Imports under the tariff-rate quota (TRQ) are projected at the minimum of U.S. commitments to import raw and refined sugar, including an expected shortfall. The Secretary of Agriculture will establish the actual level of the TRQ at a later date. Imports from Mexico are nearly unchanged. Total use (combined deliveries, exports, and refining losses) is unchanged.

Mexico's FY 2011 sugar supply is up 1.7 percent, with higher stocks and production more than offsetting lower imports. Production is projected to increase, as yields rebound to trend levels. Imports reflect mainly U.S. exports for Mexico's IMMEX program. Domestic sugar consumption is down slightly, due to higher expected use of corn-based sweeteners, and exports are up slightly. Ending stocks are moderately above a year earlier.

For FY 2010 U.S. sugar, increased supplies nearly offset increased use, compared with a month earlier. Imports are increased under the TRQ, in line with USDA's April 23, 2010, announcement and expectations for increased imports at the high-tier tariff. Cane sugar production is reduced. Sugar deliveries are increased to reflect the recent strong pace to date and improved data availability that made possible better analysis of recent trends.

U.S. Sugar

On May 11, 2010, the U.S. Department of Agriculture (USDA) released its latest supply and use estimates for fiscal year (FY) 2010 and first projections for FY 2011 in the World Agricultural Supply and Demand Estimates (WASDE) report.


For most of the year, the USDA's Interagency Commodity Estimates Committee (ICEC) for sugar does not project sugar production for the out-year crop. For the most part, the USDA accepts the production estimates and projections provided by beet sugar processors and cane sugar millers to the Farm Service Agency. However, the processors' and millers' forecasts are not available until June of the preceding crop year. Therefore, in the meantime, WASDE reflects ICEC projections for FY 2011 sugar in May and June.

FY 2011 Beet Sugar Production

The National Agricultural Statistics Service (NASS) forecasts sugar beet acreage intentions for crop year 2010/11 at 1.174 million acres, about 9,000 acres, or 0.8 percent, lower than area planted in crop year 2009/10. Areas planted in all regions are close to last year's levels, with Michigan and the Far West (Idaho, Oregon, and California) slightly above and the Upper Midwest (Minnesota and North Dakota) and Great Plains (Colorado, Montana, Nebraska, and Wyoming) slightly below.

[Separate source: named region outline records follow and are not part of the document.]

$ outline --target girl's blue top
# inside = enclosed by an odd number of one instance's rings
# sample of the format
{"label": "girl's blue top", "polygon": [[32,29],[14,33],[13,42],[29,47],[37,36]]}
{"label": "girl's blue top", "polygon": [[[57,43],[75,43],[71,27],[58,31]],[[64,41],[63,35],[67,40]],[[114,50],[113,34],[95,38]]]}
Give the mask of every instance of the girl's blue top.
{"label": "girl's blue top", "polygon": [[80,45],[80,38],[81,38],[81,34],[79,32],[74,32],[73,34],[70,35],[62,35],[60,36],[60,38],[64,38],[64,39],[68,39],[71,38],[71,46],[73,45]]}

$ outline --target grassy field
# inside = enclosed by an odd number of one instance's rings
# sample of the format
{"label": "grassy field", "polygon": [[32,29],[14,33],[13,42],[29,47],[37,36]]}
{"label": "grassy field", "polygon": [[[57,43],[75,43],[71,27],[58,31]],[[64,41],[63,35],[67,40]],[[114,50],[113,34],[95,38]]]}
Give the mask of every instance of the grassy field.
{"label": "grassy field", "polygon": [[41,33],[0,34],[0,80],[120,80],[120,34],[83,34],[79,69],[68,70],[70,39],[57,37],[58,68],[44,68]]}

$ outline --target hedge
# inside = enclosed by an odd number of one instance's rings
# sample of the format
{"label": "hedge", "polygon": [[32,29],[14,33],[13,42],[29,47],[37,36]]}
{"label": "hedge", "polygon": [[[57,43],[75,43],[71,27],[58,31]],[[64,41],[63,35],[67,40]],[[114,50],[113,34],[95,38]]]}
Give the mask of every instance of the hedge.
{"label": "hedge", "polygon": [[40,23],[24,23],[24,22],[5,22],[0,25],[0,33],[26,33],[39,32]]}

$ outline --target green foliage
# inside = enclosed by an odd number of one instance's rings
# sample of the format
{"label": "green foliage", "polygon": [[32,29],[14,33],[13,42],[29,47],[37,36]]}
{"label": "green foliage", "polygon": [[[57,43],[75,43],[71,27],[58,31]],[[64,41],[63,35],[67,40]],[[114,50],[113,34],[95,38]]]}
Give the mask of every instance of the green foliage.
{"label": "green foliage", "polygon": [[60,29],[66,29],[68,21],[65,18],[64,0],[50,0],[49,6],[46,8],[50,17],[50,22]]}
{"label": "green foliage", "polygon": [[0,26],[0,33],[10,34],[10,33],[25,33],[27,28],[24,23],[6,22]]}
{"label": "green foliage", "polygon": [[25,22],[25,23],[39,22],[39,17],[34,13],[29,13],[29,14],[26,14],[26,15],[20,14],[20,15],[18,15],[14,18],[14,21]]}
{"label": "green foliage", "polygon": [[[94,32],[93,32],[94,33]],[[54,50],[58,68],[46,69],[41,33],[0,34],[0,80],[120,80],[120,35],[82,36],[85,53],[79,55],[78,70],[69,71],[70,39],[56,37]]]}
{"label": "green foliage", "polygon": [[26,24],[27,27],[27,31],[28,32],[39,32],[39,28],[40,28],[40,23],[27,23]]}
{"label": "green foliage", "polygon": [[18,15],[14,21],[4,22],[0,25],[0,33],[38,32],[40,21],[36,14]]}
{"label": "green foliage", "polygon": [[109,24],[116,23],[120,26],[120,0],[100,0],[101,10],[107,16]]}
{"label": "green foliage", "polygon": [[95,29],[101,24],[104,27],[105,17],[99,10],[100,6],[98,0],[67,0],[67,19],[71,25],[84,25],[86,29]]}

In making its sugar beet production forecast, the sugar ICEC assumes normal sucrose levels and normal area harvested-to-planted ratios. The national sugar beet yield is forecast at 26.68 tons/acre, just about equal to the 2008/09 record yield of 26.71 tons/acre. Area planted to genetically modified organism (GMO) seed varieties is forecast at 95 percent of total area, about the same as last year. The jump in yields in most States took place in 2006/07 and was due mainly to use of rhizomania-resistant seed varieties and use of Pancho Beta to control for Curly Top. Fuller adaption of GMO seeds reinforces the trend of substantially higher yields into the coming
year (fig. 1).

Assuming trend improvements in processing, the USDA projects national beet sugar production in crop year 2010/11 at 4.630 million short tons, raw value (STRV). Figure 2 shows the direct relationship between sugar beet yield and sugar production used for prediction. The modeled relationship holds for the 1981/82-2009/10 period but recognizes that weather-related disturbances can affect the relationship, as that which occurred in 2009/10 when difficult harvest conditions affected sucrose recovery.1

FY 2011 Cane Sugar Production

The USDA projects FY 2011 cane sugar production at 3.535 million STRV, an increase of 187,000 STRV over that of FY 2010. Because area harvested is not forecast by NASS until the end of June, current cane sugar projections assume the same area harvested for sugar as in the previous year. Florida cane sugar production for FY 2010 is forecast at 1.785 million STRV, assuming normal weather.

Unfortunately, weather conditions in Florida have been off the norm in recent years: possible freeze damage in FY 2010, remarkably dry conditions for several years, and hurricane damage to the crop in FY 2006. The USDA projects FY 2011 Louisiana cane sugar production at 1.465 million STRV, the same as this fiscal year.
The USDA projects Texas production at 150,000 STRV, implying recovery from this year's poor harvest conditions. Hawaiian production is forecast at 135,000 STRV. There is now only one sugar processor in Hawaii on the island of Maui.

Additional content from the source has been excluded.